HALoadBalancer

Status

The page provides documentation for a load balancer for the HA replication cluster that is currently under development in the RDR branch. We anticipate GA for this feature in bigdata 1.3.1.

See the HAJournalServer for how to configure and deploy an HA replication cluster.

Background

The HA replication cluster uses a quorum model. Once a quorum (bare majority or better) has been established, one of the services is elected as the leader. The others are elected followers. All update requests must be directed to the quorum leader. Any service that is joined with the met quorum can service reads.

The HALoadBalancerServlet provides a transparent proxy. Clients can use any LBS end point on the cluster and requests will be automatically proxied to the leader (for updates) and load balanced across the joined services (leader + followers) for query. This greatly simplifies deployments and reduced the coupling within the client to the HA architecture.

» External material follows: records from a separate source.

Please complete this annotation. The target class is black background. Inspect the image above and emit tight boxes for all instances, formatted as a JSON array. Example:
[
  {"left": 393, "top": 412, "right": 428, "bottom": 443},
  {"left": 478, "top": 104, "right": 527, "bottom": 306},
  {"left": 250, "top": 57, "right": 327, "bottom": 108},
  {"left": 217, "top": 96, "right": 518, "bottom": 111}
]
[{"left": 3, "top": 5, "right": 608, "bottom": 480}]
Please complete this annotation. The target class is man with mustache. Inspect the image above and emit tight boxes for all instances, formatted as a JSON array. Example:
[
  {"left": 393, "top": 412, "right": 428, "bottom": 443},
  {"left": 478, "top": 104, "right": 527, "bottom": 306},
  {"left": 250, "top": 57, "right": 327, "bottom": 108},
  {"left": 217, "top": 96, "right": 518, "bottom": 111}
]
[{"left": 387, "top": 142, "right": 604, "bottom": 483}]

If the quorum is NOT met, then any request made against the load balancer will fail.

Configuration

The HALoadBalancerServlet is declared in web.xml. By default, it responds at

/bigdata/LBS/*

and rewrites any request to

/bigdata

The behavior is configured in web.xml.

This sets the external URL at which the load balancer will accept requests. Any request directed to the pattern in this servlet mapping will be automatically proxied to an appropriate service.

Load Balancer /LBS/*

The following init-param must be consistent with the serlvet mapping. It specifies the prefix that will be stripped from the requestURL when the request is rewritten.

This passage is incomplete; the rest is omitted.